Twitter Comes Together To Support Campaign To Find A Stem Cell Donor For Woman With Leukaemia

Twitter Has Come Together In The Best Possible Way To Help This Woman

People don’t always play nice on Twitter - but users of the social media site have shown how it can be used for really great causes too.

Using the hashtag #Match4Lara, people are desperately trying to find a stem cell donor to help a young woman with an aggressive form of blood cancer.

A huge number of users, including actor and comedian Stephen Fry, have tweeted pleas for people to sign up to the national bone marrow register to help 24-year-old Lara Casalotti.

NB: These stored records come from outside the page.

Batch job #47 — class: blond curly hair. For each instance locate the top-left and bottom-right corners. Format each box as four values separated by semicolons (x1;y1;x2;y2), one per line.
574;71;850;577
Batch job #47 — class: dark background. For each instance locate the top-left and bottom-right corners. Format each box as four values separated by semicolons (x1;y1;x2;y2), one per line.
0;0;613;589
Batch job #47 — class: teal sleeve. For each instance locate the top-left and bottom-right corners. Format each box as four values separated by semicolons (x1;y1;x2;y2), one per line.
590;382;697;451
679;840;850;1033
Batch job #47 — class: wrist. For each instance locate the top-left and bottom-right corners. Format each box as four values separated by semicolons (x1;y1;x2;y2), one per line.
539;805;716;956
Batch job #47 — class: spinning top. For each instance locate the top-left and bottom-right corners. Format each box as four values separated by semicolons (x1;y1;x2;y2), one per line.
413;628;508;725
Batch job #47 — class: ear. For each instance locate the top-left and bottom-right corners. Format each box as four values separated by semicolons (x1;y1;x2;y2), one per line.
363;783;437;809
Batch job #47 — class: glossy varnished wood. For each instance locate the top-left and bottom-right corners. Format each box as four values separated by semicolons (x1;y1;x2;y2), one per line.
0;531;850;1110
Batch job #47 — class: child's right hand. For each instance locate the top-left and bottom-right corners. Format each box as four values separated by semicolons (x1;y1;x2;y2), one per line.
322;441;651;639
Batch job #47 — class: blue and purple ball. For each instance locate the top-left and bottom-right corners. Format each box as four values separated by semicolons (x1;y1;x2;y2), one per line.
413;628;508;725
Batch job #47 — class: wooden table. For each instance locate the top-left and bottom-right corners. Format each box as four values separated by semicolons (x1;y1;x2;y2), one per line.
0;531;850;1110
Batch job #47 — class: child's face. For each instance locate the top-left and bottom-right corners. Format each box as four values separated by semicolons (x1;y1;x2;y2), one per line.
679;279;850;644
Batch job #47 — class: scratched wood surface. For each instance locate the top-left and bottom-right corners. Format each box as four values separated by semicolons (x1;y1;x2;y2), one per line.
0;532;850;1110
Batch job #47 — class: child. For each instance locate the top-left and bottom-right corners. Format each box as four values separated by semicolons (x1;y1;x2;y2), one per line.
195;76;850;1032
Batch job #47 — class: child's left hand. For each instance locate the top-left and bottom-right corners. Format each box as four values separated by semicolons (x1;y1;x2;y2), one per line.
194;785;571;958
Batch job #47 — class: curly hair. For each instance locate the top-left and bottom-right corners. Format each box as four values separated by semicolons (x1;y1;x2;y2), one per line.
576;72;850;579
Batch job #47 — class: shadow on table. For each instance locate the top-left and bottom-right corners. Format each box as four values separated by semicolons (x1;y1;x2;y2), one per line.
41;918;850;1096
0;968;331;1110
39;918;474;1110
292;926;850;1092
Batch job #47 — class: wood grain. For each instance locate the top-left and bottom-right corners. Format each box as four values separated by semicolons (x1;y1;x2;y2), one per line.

Lara Casalotti was diagnosed with leukaemia at Christmas

Casalotti, a student from London, was diagnosed with acute Myeloid Leukaemia at Christmas and desperately needs a transplant.

Her situation is more complex than others, however, since she is of Thai-Italian heritage and only 3% of donors on the public register are of mixed race heritage.

Her brother, Sebi, had hoped to be her donor but unfortunately was not a match.

Casalotti has been undergoing intensive chemotherapy but needs a stem cell transplant

He explained: “If we had had some luck this would have all been easy and I would have been a match, but unfortunately we can't always be a donor for the people we care most about because of the genetics of it.”

As Casalotti undergoes intensive chemotherapy at London’s UCL Hospital, her family has issued a desperate plea for more people, particularly those of mixed race heritage, to sign up to the register - and Twitter has taken up their cause…

The Match4Lara Facebook page had also received over 6,000 likes at the time of writing.

Registration to become a potential donor is quick and easy and simply involves spitting into a tube.

Blood cancer charity Anthony Nolan explains that 9 out of 10 people donate stem cells in a quick and easy process similar to giving blood, called peripheral blood stem cell collection. 1 in 10 donors will have their stem cells collected via the bone marrow itself, while under general anaesthetic.

You can register to join the bone marrow register through Anthony Nolan, Delete Blood Cancer and the British Bone Marrow Registry.